Outcome Four: Air Force Capabilities

Planned Mitigation of Key Risks


Air Force maintained a focus on, and commitment to, the personnel element of capability. While the separation rate of the trained workforce has increased slightly to 8.2 per cent, this provided a healthy balance between retention and advancement opportunities for personnel, while comparing favourably to the ten-year average of 9.5 per cent.

Targeted initiatives including remuneration, access to professional development training and accreditation, and the introduction of specialist officer career structures in some specialty employment groups, have resulted in higher retention rates for logistics officers and aerospace engineers and an improved retention rate for legal officers.
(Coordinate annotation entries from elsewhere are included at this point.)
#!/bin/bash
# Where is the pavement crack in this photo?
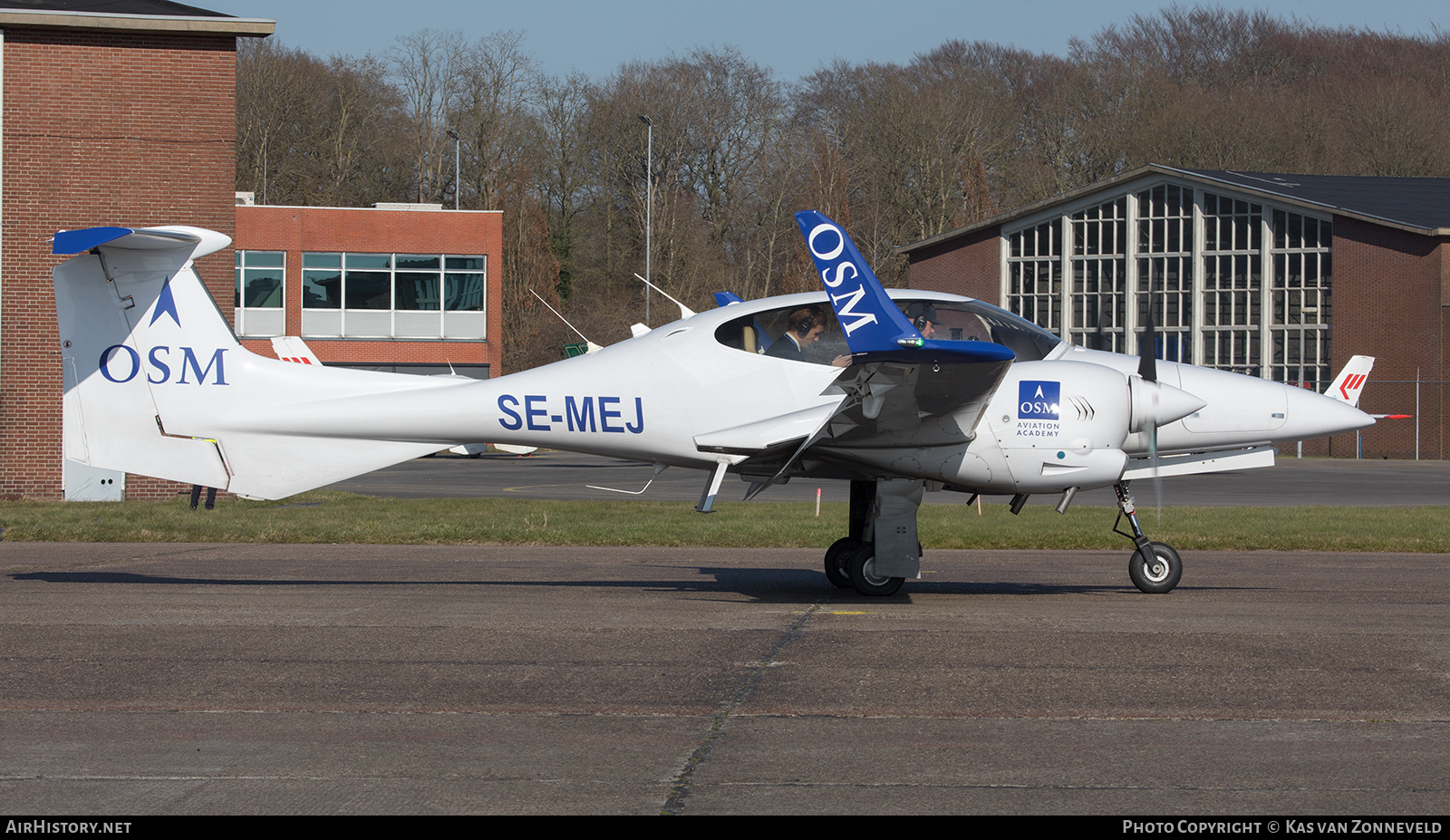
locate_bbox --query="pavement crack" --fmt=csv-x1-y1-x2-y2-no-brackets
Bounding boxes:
660,602,821,816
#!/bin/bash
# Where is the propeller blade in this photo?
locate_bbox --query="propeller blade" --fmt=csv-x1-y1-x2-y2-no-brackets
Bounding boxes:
1138,299,1158,381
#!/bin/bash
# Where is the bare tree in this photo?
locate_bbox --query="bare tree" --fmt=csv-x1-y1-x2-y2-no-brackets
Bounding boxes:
387,29,464,202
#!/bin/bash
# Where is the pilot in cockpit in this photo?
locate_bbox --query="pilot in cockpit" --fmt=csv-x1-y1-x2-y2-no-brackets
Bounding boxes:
766,306,851,367
904,300,938,338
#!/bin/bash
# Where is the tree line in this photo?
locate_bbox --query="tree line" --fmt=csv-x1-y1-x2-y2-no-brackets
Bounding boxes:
237,5,1450,372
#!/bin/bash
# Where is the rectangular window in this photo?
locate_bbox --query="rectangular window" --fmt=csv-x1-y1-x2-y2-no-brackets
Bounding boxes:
302,251,488,341
1006,219,1063,335
1068,198,1128,352
235,249,287,336
1269,210,1334,391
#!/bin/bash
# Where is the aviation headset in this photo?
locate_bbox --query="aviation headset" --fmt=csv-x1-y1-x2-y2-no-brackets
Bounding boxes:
790,306,821,338
906,300,937,333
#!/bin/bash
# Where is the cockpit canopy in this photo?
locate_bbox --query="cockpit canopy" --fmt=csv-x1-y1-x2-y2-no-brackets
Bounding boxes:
715,297,1061,364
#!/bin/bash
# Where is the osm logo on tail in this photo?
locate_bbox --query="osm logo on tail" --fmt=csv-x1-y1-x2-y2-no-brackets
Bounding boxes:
807,224,877,342
99,343,230,384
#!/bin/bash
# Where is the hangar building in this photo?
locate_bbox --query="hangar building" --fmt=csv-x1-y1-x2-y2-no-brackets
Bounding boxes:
897,166,1450,459
0,0,274,499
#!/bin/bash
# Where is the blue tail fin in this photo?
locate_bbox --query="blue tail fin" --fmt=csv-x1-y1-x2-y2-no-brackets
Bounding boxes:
796,210,1013,362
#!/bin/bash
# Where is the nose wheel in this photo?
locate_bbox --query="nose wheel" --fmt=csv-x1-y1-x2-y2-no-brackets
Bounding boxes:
1112,482,1184,594
1128,543,1184,594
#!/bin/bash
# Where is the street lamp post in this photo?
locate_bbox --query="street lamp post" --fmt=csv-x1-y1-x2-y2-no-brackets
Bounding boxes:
640,113,654,326
447,129,462,210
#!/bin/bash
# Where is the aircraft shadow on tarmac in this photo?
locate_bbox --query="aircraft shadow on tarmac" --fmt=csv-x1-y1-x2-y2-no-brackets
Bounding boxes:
10,565,1218,603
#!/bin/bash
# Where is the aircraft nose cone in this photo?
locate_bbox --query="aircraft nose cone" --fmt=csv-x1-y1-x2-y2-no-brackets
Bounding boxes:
1128,376,1208,432
1274,386,1375,439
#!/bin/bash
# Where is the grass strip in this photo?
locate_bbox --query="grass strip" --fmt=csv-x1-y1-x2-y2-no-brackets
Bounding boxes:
0,490,1450,553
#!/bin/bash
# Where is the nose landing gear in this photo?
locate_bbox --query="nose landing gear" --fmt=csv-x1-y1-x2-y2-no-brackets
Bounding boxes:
1112,482,1184,594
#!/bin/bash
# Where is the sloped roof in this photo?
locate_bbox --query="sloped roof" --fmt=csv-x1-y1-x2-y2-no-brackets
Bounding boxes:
1182,169,1450,231
894,164,1450,254
0,0,277,36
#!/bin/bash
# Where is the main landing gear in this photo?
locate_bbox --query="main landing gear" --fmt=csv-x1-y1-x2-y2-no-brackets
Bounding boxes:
1112,482,1184,594
825,478,923,598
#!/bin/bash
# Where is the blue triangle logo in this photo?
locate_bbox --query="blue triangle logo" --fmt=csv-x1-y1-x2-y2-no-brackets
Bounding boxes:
148,280,181,326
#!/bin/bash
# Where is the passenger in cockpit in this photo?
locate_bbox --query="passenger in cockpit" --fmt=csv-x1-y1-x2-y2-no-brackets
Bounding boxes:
766,306,851,367
766,306,825,362
906,300,938,338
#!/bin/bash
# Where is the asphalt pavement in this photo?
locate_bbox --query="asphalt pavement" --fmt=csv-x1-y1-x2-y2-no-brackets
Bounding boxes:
334,451,1450,507
0,543,1450,817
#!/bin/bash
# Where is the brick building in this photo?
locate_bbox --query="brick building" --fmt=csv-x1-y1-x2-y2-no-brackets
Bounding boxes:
897,166,1450,459
234,205,503,379
0,0,274,499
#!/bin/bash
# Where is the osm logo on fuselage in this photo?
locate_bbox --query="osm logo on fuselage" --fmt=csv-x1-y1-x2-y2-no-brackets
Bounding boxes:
99,343,230,384
1017,380,1063,420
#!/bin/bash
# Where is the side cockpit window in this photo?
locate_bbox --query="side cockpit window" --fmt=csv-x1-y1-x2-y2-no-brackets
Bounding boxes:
715,304,851,364
906,300,1061,362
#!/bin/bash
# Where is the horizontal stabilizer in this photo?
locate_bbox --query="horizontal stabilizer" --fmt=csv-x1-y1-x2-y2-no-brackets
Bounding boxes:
1122,447,1274,482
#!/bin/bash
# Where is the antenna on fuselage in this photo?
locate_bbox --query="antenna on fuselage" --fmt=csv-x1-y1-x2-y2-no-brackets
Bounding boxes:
529,289,604,352
635,275,694,318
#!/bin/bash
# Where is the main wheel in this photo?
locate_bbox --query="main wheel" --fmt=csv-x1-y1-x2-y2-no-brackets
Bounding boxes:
846,543,906,598
825,536,861,589
1128,543,1184,594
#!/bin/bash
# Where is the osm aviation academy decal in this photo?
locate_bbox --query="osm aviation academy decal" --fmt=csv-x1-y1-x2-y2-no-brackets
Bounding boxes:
1015,380,1063,439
More broad based personnel initiatives resulted in generally good retention levels across most other employment groups. While the Temporal Discipline methodology has been applied to the pilot workforce, measurable results will not be evident for a number of years as this is a long-term sustainment philosophy. Initiatives to maintain the overall workforce strength include enhanced career management and individual career planning, focusing on consultation and negotiation of postings to provide members with greater confidence in plans for future job and location preferences.

Strategic reviews of workforce structure and employment groups continue to evaluate the relationship between directed Capability Outcomes and workforce structure, and direct the shape of the future workforce to maximise its contribution to capability. Reviews of the imagery and ground defence workforce have been completed, and reviews of the non-pilot aircrew and force protection workforces are under way.

Recruiting achievement continued at high levels despite the competitive national labour market, complementing retention measures in balancing the workforce and maintaining overall personnel capability.

Regional Capability Edge

Air Force has maintained a regional capability edge through ongoing upgrade programs. Following its successful test firing in June 2005, Air Force is integrating the AGM-142 stand-off weapon into its strike capability. Air Force is moving towards its network enabled goals through incremental developments in the Tactical Information Exchange Domain and in other communications and information technology areas.

Warfighting Skills

Warfighting skills, especially in maritime patrol, have been carefully managed to remedy the shortfall generated by the protracted P-3 operational deployment that has restricted opportunities for continuation training. These have been addressed through the targeted training, particularly of selected crews, on specific tactical courses, domestic and overseas exercises such as Lungfish, Rimpac, Comptuex, Aswex and Fincastle. These exercises have focused specifically on maintaining and enhancing surface and anti submarine warfare skills. Programs have also been put in place to address the recent lack of collective training needed to maintain high-end combat support skills at Combat Support Group.

Enabling Support

The Air Force has continued to work closely with enabling groups and owner support groups such as the Defence Science and Technology Organisation, to achieve the level of support required to deliver Air Force capabilities, within available resources. The refined customer supplier agreement between Air Force and Corporate Services and Infrastructure Group signed in December 2004 increased the focus on relationship management. Air Force has been working with Defence Materiel Organisation to articulate the level of service required to inform the implementation of agency agreements under the new Defence-Defence Materiel Organisation business arrangement. These agreements will form the basis of the Air Force and Defence Materiel Organisation relationship in the future.